Sesuai Permen KP 17/2021, segmentasi usaha budidaya lobster di Indonesia terbagi dalam dua segmen usaha meliputi Pendederan dan Pembesaran. Segmentasi tersebut lalu terbagi dalam empat kategori, yakni Pendederan 1, dimana proses budidayanya dimulai dari benur hingga ukuran 5 gram. Kemudian Pendederan II (di atas 5 gram sampai dengan 30 gram), Pembesaran I (di atas 30 gram sampai dengan 150 gram), dan Pembesaran II (di atas 150 gram).

Dia memastikan, budidaya lobster di Indonesia boleh dilakukan oleh semua lapisan masyarakat, baik skala mikro, kecil menengah, hingga besar, selama memiliki izin yang didaftarkan melalui sistem Online Single Submission (OSS) dan memenuhi enam persyaratan yang telah ditetapkan oleh KKP.

Meliputi persyaratan lokasi, daya dukung lingkungan perairan, sarana dan prasana budidaya, penanganan penyakit, penanganan limbah, hingga penebaran kembali (restocking) minimal 2 persen dari hasil panen. "Kenapa limbah dan restocking ini menjadi sangat penting, karena konsep kita ke depan adalah blue economy," ujar Tebe.

Untuk mendukung tumbuhnya kegiatan budidaya lobster di Indonesia, KKP melalui Direktorat Jenderal Perikanan Budidaya (DJPB) turut menggandeng asosiasi yang concern pada budidaya lobster baik di dalam maupun luar negeri. Tujuannya agar pembinaan budidaya lobster kepada masyarakat bisa lebih masif dilakukan, termasuk dalam hal teknologi dan pemasaran.

Selain itu, sambung Tebe, pihaknya tengah menggodok kerja sama dengan pihak asuransi sebagai dukungan jaminan usaha bagi para pembudidaya lobster di Indonesia. Pinjaman modal juga akan diberikan melalui BLU LPMUKP yang ada dibawah naungan KKP.

"Sementara untuk juknis yang menjadi pegangan teman-teman di lapangan, hari ini kita akan pleno kan tuntas dan akan kita masukkan ke Biro Hukum. Mudah-mudahan minggu depan kita sudah clear and clean dan sudah bisa operasional," pungkasnya.

 

Saksikan Video Pilihan di Bawah Ini:

2 dari 2 halaman

Sesuai Prinsip Ekonomi Biru

Direktur Jenderal Perikanan Tangkap KKP, Muhammad Zaini menambahkan, kemudahan usaha budidaya lobster di Indonesia tetap sesuai dengan prinsip ekonomi biru agar tidak terjadi eksploitasi pada biota laut tersebut. Salah satu wujudnya yakni penetapan kuota dan lokasi penangkapan BBL berdasarkan rekomendasi dari Komnas Kajiskan. Penangkapan benur di alam juga harus menggunakan alat tangkap ramah lingkungan.

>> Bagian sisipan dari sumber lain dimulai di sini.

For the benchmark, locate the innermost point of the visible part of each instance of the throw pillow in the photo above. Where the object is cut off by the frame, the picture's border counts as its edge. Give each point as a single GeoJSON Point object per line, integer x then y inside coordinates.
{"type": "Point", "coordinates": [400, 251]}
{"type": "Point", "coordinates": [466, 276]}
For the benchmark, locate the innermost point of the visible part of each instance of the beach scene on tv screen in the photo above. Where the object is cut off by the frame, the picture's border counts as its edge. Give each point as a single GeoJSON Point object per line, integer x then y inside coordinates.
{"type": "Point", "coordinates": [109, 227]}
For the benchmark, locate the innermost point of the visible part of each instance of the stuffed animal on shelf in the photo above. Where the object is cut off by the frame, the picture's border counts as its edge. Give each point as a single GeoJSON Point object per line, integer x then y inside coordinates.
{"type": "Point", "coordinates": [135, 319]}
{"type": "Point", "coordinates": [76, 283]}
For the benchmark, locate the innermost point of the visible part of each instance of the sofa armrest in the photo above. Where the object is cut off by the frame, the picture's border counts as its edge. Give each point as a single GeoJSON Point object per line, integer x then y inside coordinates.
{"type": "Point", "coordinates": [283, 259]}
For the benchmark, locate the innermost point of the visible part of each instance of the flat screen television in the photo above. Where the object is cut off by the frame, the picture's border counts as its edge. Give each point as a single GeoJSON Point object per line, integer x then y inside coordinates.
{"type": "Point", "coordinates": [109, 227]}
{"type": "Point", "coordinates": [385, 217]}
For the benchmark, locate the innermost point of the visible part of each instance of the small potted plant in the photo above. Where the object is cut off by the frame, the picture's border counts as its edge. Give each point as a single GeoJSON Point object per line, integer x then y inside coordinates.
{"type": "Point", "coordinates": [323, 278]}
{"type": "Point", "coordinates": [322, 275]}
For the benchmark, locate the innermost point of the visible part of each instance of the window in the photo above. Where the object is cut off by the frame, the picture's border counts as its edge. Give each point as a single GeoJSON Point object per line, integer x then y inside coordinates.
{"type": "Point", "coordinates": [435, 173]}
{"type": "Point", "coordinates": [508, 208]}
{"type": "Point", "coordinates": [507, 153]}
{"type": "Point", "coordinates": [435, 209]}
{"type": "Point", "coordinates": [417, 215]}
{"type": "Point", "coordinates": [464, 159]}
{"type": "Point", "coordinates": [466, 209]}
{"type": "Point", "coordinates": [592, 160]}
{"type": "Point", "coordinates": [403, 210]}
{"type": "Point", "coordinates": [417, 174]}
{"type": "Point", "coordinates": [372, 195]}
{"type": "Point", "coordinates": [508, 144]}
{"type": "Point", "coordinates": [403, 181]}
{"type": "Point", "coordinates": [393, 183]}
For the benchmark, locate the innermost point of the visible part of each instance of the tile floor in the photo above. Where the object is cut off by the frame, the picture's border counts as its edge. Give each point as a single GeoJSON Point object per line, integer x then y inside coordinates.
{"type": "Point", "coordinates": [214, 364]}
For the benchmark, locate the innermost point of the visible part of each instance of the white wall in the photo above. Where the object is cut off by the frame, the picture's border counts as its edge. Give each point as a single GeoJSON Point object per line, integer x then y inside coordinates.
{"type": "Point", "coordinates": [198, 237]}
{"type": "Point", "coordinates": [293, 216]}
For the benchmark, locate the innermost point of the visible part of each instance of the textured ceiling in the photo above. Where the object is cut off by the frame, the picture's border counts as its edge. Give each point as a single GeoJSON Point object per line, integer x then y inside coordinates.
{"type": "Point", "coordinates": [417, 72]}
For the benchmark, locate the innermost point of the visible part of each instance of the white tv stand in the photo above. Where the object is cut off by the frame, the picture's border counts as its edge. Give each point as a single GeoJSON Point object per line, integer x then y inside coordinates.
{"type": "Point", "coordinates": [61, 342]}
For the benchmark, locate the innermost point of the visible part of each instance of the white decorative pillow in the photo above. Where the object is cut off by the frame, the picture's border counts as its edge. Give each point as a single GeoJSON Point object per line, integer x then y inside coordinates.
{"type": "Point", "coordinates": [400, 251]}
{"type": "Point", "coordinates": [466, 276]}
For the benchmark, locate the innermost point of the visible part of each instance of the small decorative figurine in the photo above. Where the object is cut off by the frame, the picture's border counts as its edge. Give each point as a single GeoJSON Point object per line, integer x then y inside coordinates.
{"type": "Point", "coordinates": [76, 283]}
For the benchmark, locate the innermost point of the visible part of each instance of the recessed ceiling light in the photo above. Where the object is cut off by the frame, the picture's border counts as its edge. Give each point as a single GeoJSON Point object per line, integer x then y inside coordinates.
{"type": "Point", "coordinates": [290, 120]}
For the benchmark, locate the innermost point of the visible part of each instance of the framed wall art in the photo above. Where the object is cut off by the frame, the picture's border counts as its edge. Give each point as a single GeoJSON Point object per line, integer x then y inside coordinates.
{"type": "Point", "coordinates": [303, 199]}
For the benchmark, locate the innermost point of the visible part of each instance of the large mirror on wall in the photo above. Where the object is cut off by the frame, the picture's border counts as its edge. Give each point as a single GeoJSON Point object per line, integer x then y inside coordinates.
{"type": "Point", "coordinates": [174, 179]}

"Jadi kami (KKP) tidak semerta-merta mengeluarkan sendiri terhadap kuota ini. Tapi ditetapkan oleh Komnas Kajiskan. Alat penangkap yang digunakan pun harus bersifat pasif," ungkap Zaini.

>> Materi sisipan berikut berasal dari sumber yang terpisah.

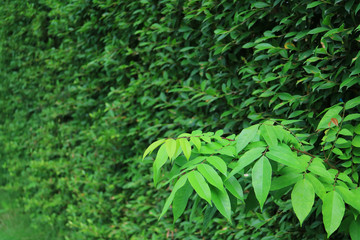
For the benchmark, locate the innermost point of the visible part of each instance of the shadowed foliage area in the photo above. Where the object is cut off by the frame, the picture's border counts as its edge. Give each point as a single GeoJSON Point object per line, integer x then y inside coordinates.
{"type": "Point", "coordinates": [87, 85]}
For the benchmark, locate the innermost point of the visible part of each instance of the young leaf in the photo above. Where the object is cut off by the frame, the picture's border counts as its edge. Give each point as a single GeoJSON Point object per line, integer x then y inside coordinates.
{"type": "Point", "coordinates": [181, 199]}
{"type": "Point", "coordinates": [356, 141]}
{"type": "Point", "coordinates": [199, 184]}
{"type": "Point", "coordinates": [170, 147]}
{"type": "Point", "coordinates": [283, 154]}
{"type": "Point", "coordinates": [208, 216]}
{"type": "Point", "coordinates": [186, 147]}
{"type": "Point", "coordinates": [233, 185]}
{"type": "Point", "coordinates": [160, 160]}
{"type": "Point", "coordinates": [318, 186]}
{"type": "Point", "coordinates": [302, 199]}
{"type": "Point", "coordinates": [330, 113]}
{"type": "Point", "coordinates": [222, 202]}
{"type": "Point", "coordinates": [246, 159]}
{"type": "Point", "coordinates": [178, 185]}
{"type": "Point", "coordinates": [284, 181]}
{"type": "Point", "coordinates": [211, 176]}
{"type": "Point", "coordinates": [333, 210]}
{"type": "Point", "coordinates": [152, 147]}
{"type": "Point", "coordinates": [246, 136]}
{"type": "Point", "coordinates": [218, 163]}
{"type": "Point", "coordinates": [261, 179]}
{"type": "Point", "coordinates": [352, 103]}
{"type": "Point", "coordinates": [269, 134]}
{"type": "Point", "coordinates": [355, 229]}
{"type": "Point", "coordinates": [196, 141]}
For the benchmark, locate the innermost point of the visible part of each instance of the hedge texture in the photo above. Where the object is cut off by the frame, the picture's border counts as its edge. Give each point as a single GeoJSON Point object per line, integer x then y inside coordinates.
{"type": "Point", "coordinates": [87, 85]}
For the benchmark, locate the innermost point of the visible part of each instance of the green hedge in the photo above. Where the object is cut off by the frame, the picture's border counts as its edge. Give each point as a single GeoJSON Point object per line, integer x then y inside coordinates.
{"type": "Point", "coordinates": [87, 85]}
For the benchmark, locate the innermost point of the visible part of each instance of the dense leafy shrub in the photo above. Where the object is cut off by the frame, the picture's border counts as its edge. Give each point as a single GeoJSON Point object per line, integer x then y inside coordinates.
{"type": "Point", "coordinates": [87, 85]}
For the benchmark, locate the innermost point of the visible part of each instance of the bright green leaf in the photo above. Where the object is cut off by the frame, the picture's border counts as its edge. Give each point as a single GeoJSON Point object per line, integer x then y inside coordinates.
{"type": "Point", "coordinates": [285, 181]}
{"type": "Point", "coordinates": [333, 210]}
{"type": "Point", "coordinates": [218, 163]}
{"type": "Point", "coordinates": [268, 132]}
{"type": "Point", "coordinates": [211, 176]}
{"type": "Point", "coordinates": [261, 179]}
{"type": "Point", "coordinates": [318, 30]}
{"type": "Point", "coordinates": [180, 200]}
{"type": "Point", "coordinates": [221, 201]}
{"type": "Point", "coordinates": [177, 186]}
{"type": "Point", "coordinates": [352, 103]}
{"type": "Point", "coordinates": [196, 141]}
{"type": "Point", "coordinates": [356, 141]}
{"type": "Point", "coordinates": [186, 147]}
{"type": "Point", "coordinates": [318, 186]}
{"type": "Point", "coordinates": [246, 159]}
{"type": "Point", "coordinates": [153, 146]}
{"type": "Point", "coordinates": [233, 185]}
{"type": "Point", "coordinates": [314, 4]}
{"type": "Point", "coordinates": [170, 147]}
{"type": "Point", "coordinates": [302, 199]}
{"type": "Point", "coordinates": [246, 136]}
{"type": "Point", "coordinates": [354, 229]}
{"type": "Point", "coordinates": [283, 154]}
{"type": "Point", "coordinates": [330, 113]}
{"type": "Point", "coordinates": [199, 184]}
{"type": "Point", "coordinates": [160, 160]}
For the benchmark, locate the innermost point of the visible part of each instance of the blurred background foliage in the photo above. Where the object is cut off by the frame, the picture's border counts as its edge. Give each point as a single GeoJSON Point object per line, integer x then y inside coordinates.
{"type": "Point", "coordinates": [87, 85]}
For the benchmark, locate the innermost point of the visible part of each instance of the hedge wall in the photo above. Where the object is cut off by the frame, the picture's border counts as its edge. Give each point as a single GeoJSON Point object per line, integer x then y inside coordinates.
{"type": "Point", "coordinates": [86, 85]}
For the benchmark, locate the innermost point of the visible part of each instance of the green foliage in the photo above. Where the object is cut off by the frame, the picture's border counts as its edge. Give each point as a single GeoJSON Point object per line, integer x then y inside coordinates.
{"type": "Point", "coordinates": [275, 152]}
{"type": "Point", "coordinates": [87, 85]}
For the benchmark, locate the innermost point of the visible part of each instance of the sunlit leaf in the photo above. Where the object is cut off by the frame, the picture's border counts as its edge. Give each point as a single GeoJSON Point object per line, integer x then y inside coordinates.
{"type": "Point", "coordinates": [261, 179]}
{"type": "Point", "coordinates": [199, 184]}
{"type": "Point", "coordinates": [302, 199]}
{"type": "Point", "coordinates": [333, 210]}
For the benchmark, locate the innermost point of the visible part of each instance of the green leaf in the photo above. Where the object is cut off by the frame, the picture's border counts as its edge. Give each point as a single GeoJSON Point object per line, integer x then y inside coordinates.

Lahirnya PermenKP 17/2021, sambungnya, juga memberi dukungan bagi pertumbuhan ekonomi nelayan-nelayan kecil. Sebab yang boleh menangkap benur di alam adalah nelayan yang menggunakan kapal di bawah 5 GT.

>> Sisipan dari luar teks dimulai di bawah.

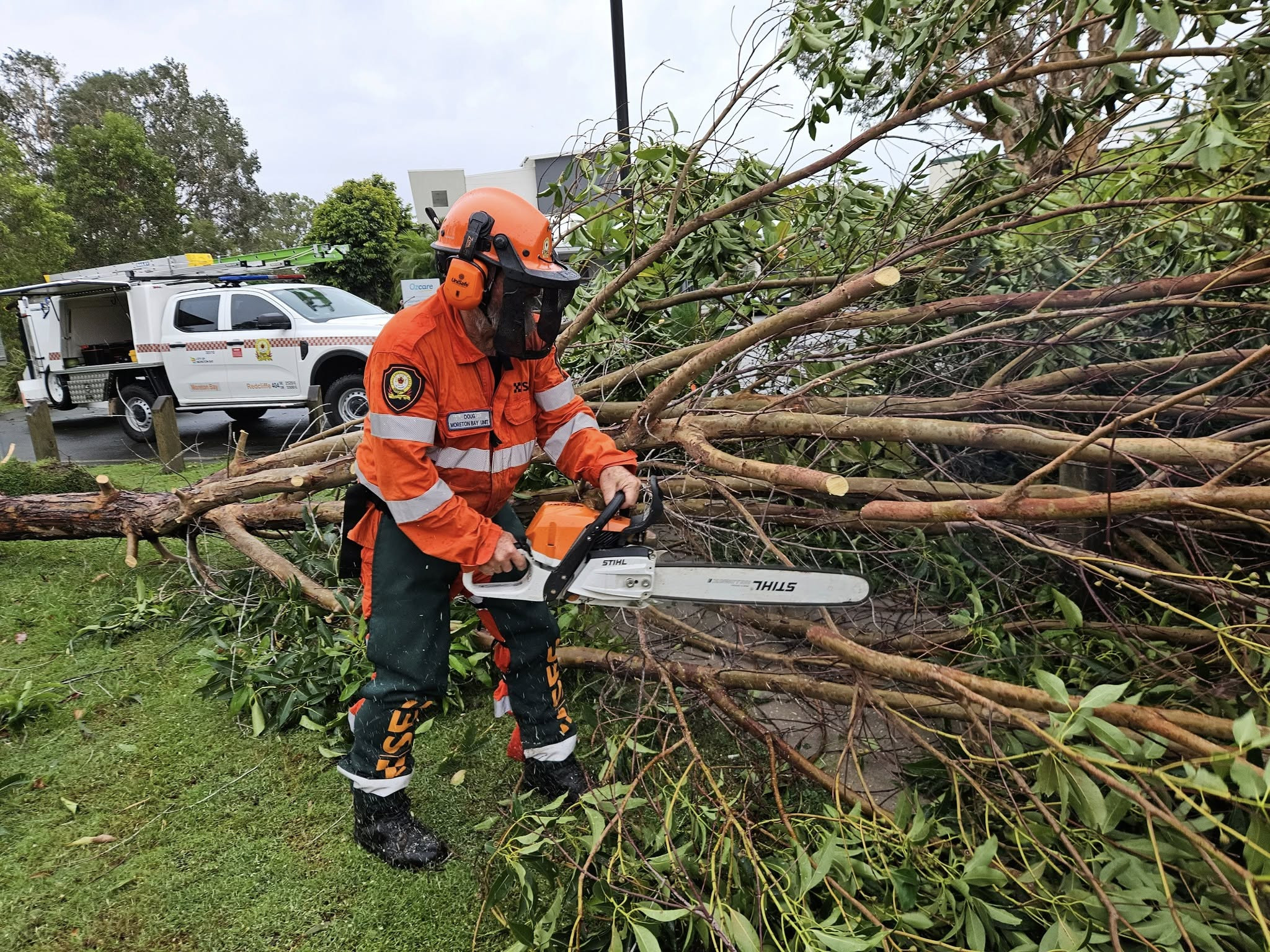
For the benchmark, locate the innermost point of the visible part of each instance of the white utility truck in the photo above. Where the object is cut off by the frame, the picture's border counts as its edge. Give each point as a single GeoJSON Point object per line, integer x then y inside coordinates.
{"type": "Point", "coordinates": [241, 337]}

Sementara itu, Direktur Pengawasan Pengelolaan Sumber Daya Perikanan Ditjen PSDKP, Drama Panca Putra turut menjelaskan, bahwa BBL hanya boleh dimanfaatkan untuk kegiatan budidaya di dalam negeri. Bila hendak melakukan lalu lintas BBL untuk kegiatan budidaya, ada persyaratan yang harus dipenuhi.

Mulai dari ukuran benih lobster hasil pembudidayaan minimal 5 (lima) gram. Kemudian pemohon harus melengkapi Nomor Induk Berusaha (NIB), hingga surat keterangan asal benih yang diterbitkan oleh unit pelaksana teknis yang membidangi perikanan budidaya atau dinas; serta harus menyertakan tujuan lokasi pembudidayaan.

"Pada prinsipnya kita mendukung kegiatan teman-teman pelaku usaha, dalam rangka meningkatkan kepatuhan pelaku usaha pada kepatuhan peraturan perundang-udangan yang pada akhirnya dapat bermuara pada pelestarian sumber daya lingkungan khususnya sumber daya lobster," terangnya.